The present case exhibited multiple tiny BDs in the LMB, and surgical findings confirmed the luminal connection between the LMB and cystic lesion. Pathological examination of the cyst revealed bronchial epithelial lining. Therefore, we diagnosed the air cyst as an enlarged BD. Regarding the etiology of BDs, chronic inflammation resulting from various causes and increased intrabronchial pressure due to coughing were associated with the development of BDs [1, 2]. In our case, BDs were detected only in the LMB. Additionally, BD enlargement coincided with a volume reduction of the right upper lobe, which resulted from the progression of upper lobe-dominant pulmonary fibrosis. Volume reduction of the right upper lobe resulted in the tracheal shift to the right that could induce the traction on the LMB (shown in Fig. 3). When considered together, we speculated that this mechanical traction of the LMB could be an initiating and/or an exacerbating factor of BDs. Furthermore, the absence of BDs in the trachea and lobar bronchus and more peripheral airway support the assumption that inhalation of particles or any underlying airway disease is less associated with the etiology of BDs in our case.

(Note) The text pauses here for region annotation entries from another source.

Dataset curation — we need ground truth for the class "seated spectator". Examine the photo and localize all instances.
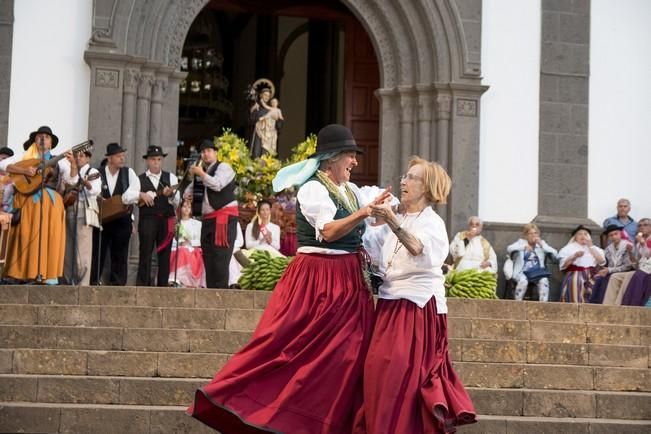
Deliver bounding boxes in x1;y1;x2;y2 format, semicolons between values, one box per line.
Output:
169;200;206;288
603;199;637;242
228;220;244;289
450;216;497;273
622;218;651;306
506;223;558;301
558;225;606;303
244;200;280;255
590;225;635;303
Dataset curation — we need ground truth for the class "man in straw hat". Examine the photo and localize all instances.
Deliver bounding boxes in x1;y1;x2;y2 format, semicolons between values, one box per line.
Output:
136;146;179;286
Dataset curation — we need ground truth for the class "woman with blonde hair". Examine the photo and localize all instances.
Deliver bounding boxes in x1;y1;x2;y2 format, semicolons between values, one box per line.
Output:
354;157;476;434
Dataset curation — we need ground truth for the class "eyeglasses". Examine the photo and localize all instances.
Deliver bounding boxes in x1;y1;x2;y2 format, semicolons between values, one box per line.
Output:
400;173;423;181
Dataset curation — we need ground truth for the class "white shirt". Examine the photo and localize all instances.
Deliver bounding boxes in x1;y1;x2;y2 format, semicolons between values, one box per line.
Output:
185;162;237;215
172;218;201;248
145;169;181;208
378;206;449;314
450;232;497;273
244;222;280;251
558;241;606;270
296;181;368;255
103;166;140;205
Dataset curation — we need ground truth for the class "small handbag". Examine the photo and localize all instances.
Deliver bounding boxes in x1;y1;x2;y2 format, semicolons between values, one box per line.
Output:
523;266;552;283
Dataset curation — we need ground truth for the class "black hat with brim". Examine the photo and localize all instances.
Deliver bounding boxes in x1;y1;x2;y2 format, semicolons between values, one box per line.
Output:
0;146;14;157
23;125;59;150
104;143;127;157
308;124;364;158
572;225;592;236
142;145;167;158
199;139;217;152
604;225;623;235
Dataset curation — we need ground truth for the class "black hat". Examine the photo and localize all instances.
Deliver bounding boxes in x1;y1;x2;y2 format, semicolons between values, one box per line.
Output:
604;225;622;235
199;139;217;152
142;145;167;158
23;126;59;150
0;146;14;157
104;143;127;157
572;225;592;236
309;124;364;158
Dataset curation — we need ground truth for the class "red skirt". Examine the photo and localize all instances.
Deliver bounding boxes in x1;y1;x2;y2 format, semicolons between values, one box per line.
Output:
188;254;374;434
354;297;476;434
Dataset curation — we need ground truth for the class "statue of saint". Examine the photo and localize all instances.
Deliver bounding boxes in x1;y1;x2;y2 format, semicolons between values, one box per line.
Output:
249;78;284;158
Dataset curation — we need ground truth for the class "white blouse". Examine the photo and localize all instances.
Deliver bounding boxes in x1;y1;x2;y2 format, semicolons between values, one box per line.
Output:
379;207;449;314
244;222;280;251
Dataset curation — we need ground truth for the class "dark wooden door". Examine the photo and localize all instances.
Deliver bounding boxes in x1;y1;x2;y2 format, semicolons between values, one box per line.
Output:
344;18;380;185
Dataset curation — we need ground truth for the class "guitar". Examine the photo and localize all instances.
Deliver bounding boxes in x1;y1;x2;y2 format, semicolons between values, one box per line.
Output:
138;183;179;208
63;172;101;207
9;140;93;195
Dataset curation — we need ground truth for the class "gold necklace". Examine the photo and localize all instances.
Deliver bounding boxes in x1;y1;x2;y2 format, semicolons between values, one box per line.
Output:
387;206;427;271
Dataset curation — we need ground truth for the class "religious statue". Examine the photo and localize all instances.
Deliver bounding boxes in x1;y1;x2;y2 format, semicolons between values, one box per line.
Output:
249;78;284;158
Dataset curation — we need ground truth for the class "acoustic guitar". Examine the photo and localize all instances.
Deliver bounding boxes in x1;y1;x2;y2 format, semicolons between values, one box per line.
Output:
9;140;93;195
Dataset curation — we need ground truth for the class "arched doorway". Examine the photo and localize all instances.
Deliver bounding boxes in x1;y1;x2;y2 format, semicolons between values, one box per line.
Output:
85;0;486;229
178;0;380;184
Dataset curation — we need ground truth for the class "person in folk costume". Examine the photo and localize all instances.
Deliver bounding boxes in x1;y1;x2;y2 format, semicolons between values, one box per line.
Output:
90;143;140;286
353;157;476;434
63;150;102;286
558;225;606;303
184;139;239;288
136;146;180;286
0;126;77;284
188;125;389;434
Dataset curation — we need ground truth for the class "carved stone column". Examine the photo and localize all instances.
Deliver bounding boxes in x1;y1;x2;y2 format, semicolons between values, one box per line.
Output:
133;72;154;173
398;86;416;173
120;68;140;154
416;85;432;160
149;77;167;146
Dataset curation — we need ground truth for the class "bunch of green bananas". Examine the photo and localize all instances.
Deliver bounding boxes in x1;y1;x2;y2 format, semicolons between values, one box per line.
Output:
445;269;497;298
237;250;292;291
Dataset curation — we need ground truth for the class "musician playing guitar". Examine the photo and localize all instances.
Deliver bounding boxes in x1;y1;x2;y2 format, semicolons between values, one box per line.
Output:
63;150;102;286
90;143;140;286
136;146;179;286
0;126;76;284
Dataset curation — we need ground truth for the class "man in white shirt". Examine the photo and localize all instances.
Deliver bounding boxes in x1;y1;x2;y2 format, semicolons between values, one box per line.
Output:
61;150;102;286
136;146;179;286
450;216;497;273
91;143;140;286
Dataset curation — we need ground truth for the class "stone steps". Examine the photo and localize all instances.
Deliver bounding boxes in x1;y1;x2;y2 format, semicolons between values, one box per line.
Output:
0;286;651;434
0;402;651;434
0;375;651;420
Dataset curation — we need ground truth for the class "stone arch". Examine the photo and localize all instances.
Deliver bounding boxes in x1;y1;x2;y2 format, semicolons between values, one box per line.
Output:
85;0;485;229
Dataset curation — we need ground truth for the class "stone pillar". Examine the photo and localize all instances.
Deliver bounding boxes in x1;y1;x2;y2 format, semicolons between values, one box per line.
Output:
120;68;140;152
0;0;13;142
131;72;154;173
149;77;167;146
398;86;416;171
536;0;590;229
416;85;432;160
375;89;402;189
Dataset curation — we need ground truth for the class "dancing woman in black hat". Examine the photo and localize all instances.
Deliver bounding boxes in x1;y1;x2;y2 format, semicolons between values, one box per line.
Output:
188;125;388;434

With respect to surgical indication, resection of an enlarged air cyst communicating with the airway would be warranted for pathological diagnosis and for eliminating the risk of future possible infection. Since we speculated the above-mentioned etiology, we covered the LMB with a PGA sheet to prevent enlargement of other BDs in the future. A 1-year postoperative workup using bronchoscopy and MDCT indicated neither the recurrence of air space nor any adverse event. Although the efficacy of this procedure is still inconclusive, we believe this is an option for treating diseases attributable to the mechanical vulnerability of the airway.

This is the first case wherein bronchoscopic and surgical findings of bronchial diverticula and an enlarged bronchial diverticulum are reported. Mechanical traction and vulnerability of the airway might have had a role in inducing an enlargement of an air cyst in this case.